这里的意思是将Html中的表格数据存储到csv表格中。1、找到一个table标签及其对应的id；2、找到所有的tr标签，即所有的行信息；3、遍历所有的行信息，找到每行对应的td或者th标签，写入csv中

# 例1：简单地csv文件写入
# 文件如果不存在会自动创建
import csv
csvFile = open("files/test.csv","w+")
try:
    writer = csv.writer(csvFile)
    writer.writerow(('number1','number2','number3'))
    for i in range(10):
        writer.writerow((i,i+2,i*2))
finally:
    csvFile.close()


# 例2，网页信息写入csv
from urllib.request import urlopen
from bs4 import BeautifulSoup
import codecs

html = urlopen("https://baike.baidu.com/item/%E5%9B%BD%E5%86%85%E7%94%9F%E4%BA%A7%E6%80%BB%E5%80%BC/31864?fromtitle=GDP&fromid=41201")
bsObj = BeautifulSoup(html,"html5lib")

# print(bsObj)

table = bsObj.findAll("table",{"class":"table-view log-set-param"})[1]
rows = table.findAll("tr")

'''
excel打开csv文件，可以识别编码“GB2312”，但是不能识别“utf-8”,数据库里的字符串编码是utf-8.因此：

当从csv读取数据（data）到数据库的时候，需要先把GB2312转换为unicode编码，然后再把unicode编码转换为utf-8编码：data.decode('GB2312').encode('utf-8')

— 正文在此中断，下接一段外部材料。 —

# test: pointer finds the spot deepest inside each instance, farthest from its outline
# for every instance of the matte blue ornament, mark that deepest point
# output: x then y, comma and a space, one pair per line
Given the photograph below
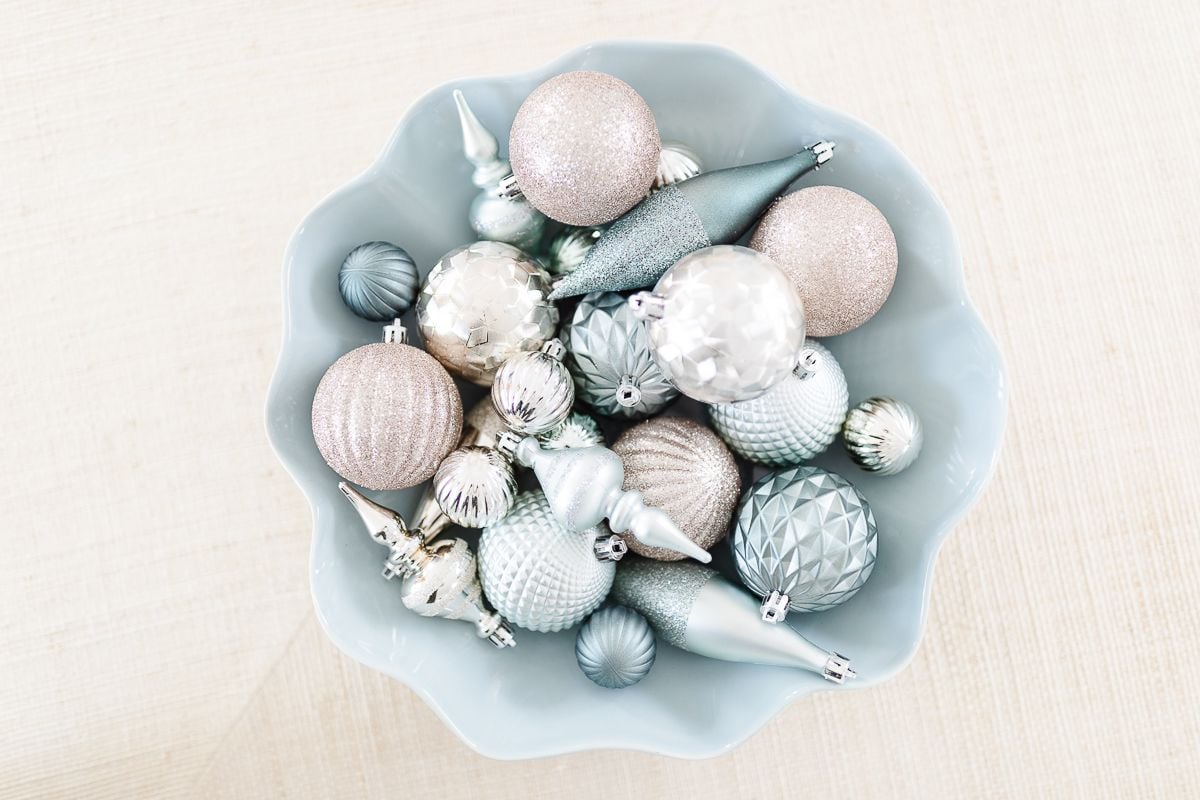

当从数据库读取数据（data）存到csv文件的时候，需要先把utf-8编码转换为unicode编码，然后再把unicode编码转换为GB2312编码：data.decode('utf-8').encode('GB2312')
'''

# windows下使用GB2312
# linux下使用utf-8
csvFile = open("files/gdpList.csv",'wt',newline='',encoding="GB2312")
writer = csv.writer(csvFile)


# 另外注意pycharm中打开csv文件肯能感觉是乱的，其实就是以逗号分开的，没有问题
try:
    for row in rows:
        csvRow = []
        for cell in row.findAll('td'):
            csvRow.append(cell.getText())
        writer.writerow(csvRow)
finally:
    csvFile.close()

实验结果：

5.3 python连接mysql

这里的连接和java都是一个道理，但是相比java要简便很多。安装pymysql库后自动导入就可以使用pymysql

'''
# 1、简单实验：

import pymysql

conn = pymysql.Connect("localhost","root","root","pythontes")

cur = conn.cursor()
cur.execute("select * from pages")


# fetchone():"""Fetch the next row"""
# fetchall():"""Fetch all the rows"""
for row in cur.fetchall():
    print(row)
    cur.close()
conn.close()


# 以上输出为：
# ('a1', 'liuBei', '123')
# ('a2', 'guanYu', '123')
# ('a3', 'zhangSanFei', '123')
'''


# 2、网页保存到mysql
# 数据库存储网页信息
# 还是上次那个GDP排名数据
from urllib.request import urlopen
from bs4 import BeautifulSoup
import codecs
import pymysql

html = urlopen("https://baike.baidu.com/item/%E5%9B%BD%E5%86%85%E7%94%9F%E4%BA%A7%E6%80%BB%E5%80%BC/31864?fromtitle=GDP&fromid=41201")
bsObj = BeautifulSoup(html,"html5lib")

# print(bsObj)

table = bsObj.findAll("table",{"class":"table-view log-set-param"})[1]
rows = table.findAll("tr")

# 输出到数据库mysql
conn = pymysql.connect("localhost","root","root","pythontes")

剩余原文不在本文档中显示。